We know that 𝑦 is equal to nine minus 𝑥 squared, which gives us 𝑥 squared equal to nine minus 𝑦. Our area as a function of 𝑥 is four 𝑥 squared so that four 𝑥 squared is equal to nine minus 𝑦 times four. In other words, four 𝑥 squared is equal to four times nine minus 𝑦 so that our area, in fact, is four times nine minus 𝑦. And we can now work out our volume, which is the integral between zero and nine of four times nine minus 𝑦 with respect to 𝑦.

We can take the four outside since this is a constant multiple. We know that the integral of nine with respect to 𝑦 is nine times 𝑦. And we know that the integral of negative 𝑦 with respect to 𝑦 is negative 𝑦 squared over two. So, then, our volume is four times nine 𝑦 minus 𝑦 squared over two evaluated between zero and nine. This is four times nine times nine minus nine squared over two minus zero. That gives us four times 81 minus 40.5, which is 162. The volume of the solid whose base is the region under the parabola 𝑦 is nine minus 𝑥 squared and above the 𝑥-axis where slices are perpendicular to the 𝑦-axis and are squares is, therefore, 162 units cubed.

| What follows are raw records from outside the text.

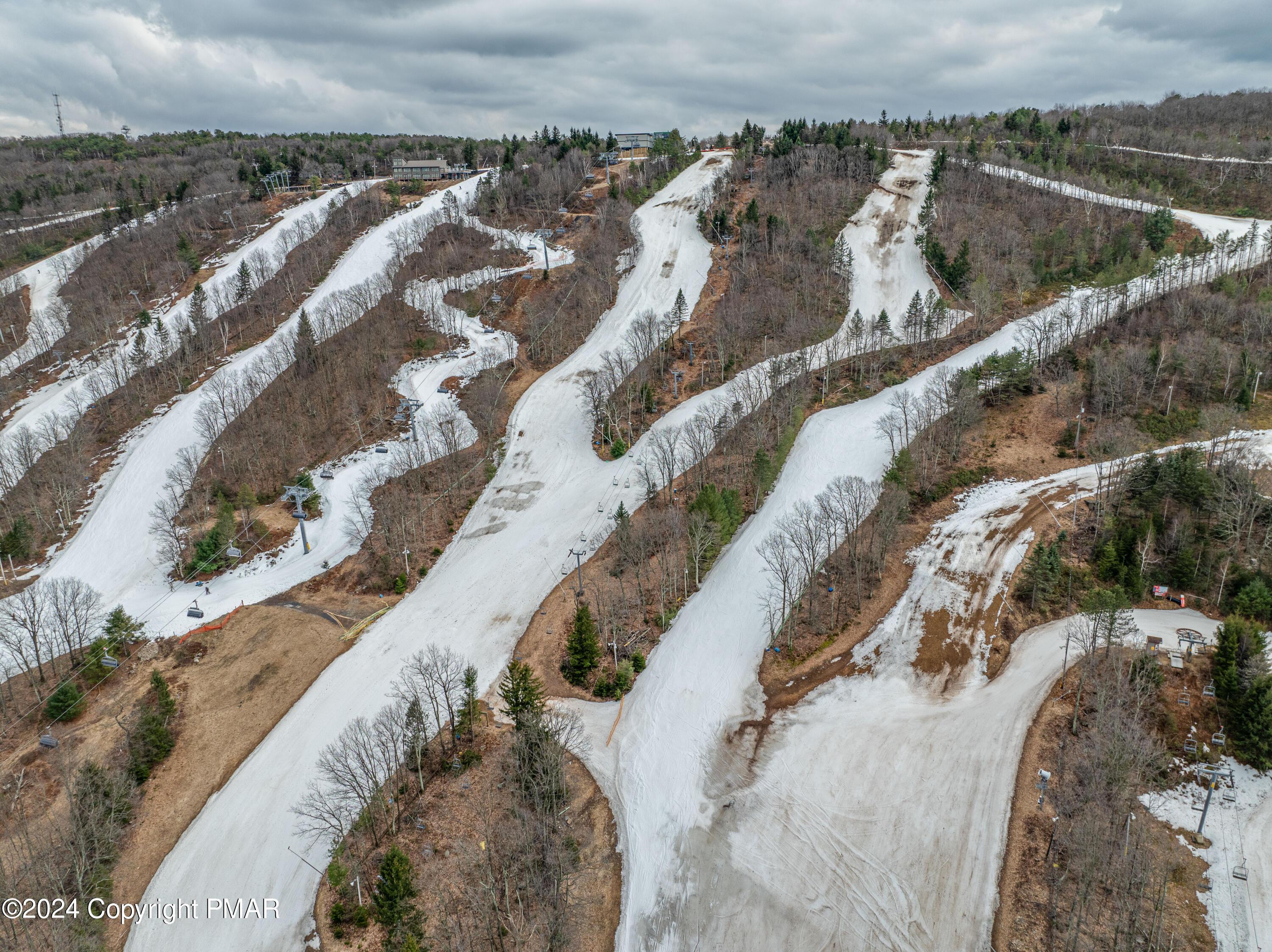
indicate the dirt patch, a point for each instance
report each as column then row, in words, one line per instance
column 451, row 827
column 246, row 678
column 1021, row 923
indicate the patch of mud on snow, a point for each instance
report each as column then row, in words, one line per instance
column 1239, row 827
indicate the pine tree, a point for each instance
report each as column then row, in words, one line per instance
column 681, row 309
column 163, row 337
column 582, row 647
column 307, row 348
column 139, row 355
column 470, row 712
column 522, row 693
column 914, row 321
column 198, row 308
column 243, row 285
column 395, row 889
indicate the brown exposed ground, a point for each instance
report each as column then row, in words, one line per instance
column 1021, row 921
column 458, row 811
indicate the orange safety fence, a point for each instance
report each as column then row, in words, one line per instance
column 212, row 627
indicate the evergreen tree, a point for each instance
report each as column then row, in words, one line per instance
column 961, row 267
column 307, row 348
column 883, row 325
column 163, row 337
column 121, row 627
column 470, row 712
column 1252, row 725
column 67, row 703
column 582, row 647
column 681, row 309
column 198, row 308
column 243, row 284
column 395, row 888
column 139, row 355
column 522, row 693
column 914, row 321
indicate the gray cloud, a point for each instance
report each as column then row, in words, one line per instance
column 493, row 67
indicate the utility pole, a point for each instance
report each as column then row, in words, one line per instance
column 298, row 495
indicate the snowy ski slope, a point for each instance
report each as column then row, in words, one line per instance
column 477, row 599
column 662, row 765
column 61, row 404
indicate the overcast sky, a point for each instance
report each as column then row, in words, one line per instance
column 502, row 67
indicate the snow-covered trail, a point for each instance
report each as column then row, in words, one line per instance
column 345, row 495
column 47, row 312
column 51, row 411
column 888, row 270
column 1237, row 910
column 477, row 600
column 1210, row 225
column 119, row 515
column 659, row 767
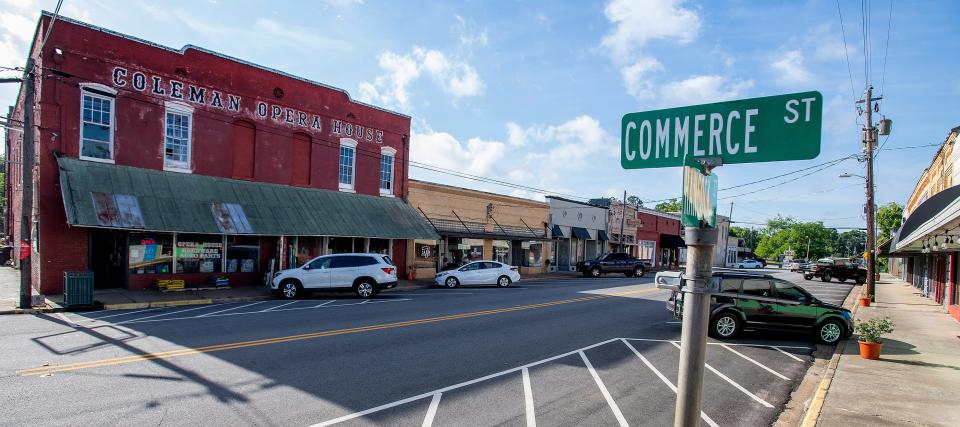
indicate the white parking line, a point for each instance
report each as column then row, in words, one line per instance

Now, let’s remind ourselves of the key points in finding the volume of a solid by the slicing method. The first thing we need to do is determine the base of our solid. We then determine the shape of the cross section of the solid and then sketch the cross section and the base. We then find a formula for the area of our cross section. If the cross section is perpendicular to the 𝑥-axis, this will be a function of 𝑥. If the cross section is perpendicular to the 𝑦-axis, the area will be a function of 𝑦. And if the cross section is perpendicular to the 𝑧-axis, then the area will be a function of 𝑧.

To find our volume we then integrate the area of the cross section over an interval defined by the base region. If our cross sections are perpendicular to the 𝑥-axis, then our volume is equal to the integral between 𝑥 is 𝑎 and 𝑥 is 𝑏 of the area, which is a function of 𝑥 with respect to 𝑥. If the cross sections are perpendicular to the 𝑦-axis, then our limits change to 𝑦-values, our area is a function of 𝑦, and we integrate with respect to 𝑦. If our cross sections are perpendicular to the 𝑧-axis, then our limits become 𝑧 values, our function area is a function of 𝑧, and we integrate with respect to 𝑧. So, the key in finding the volume is to determine the base of the solid, the shape of the cross section, and where that cross section sits with respect to the axes.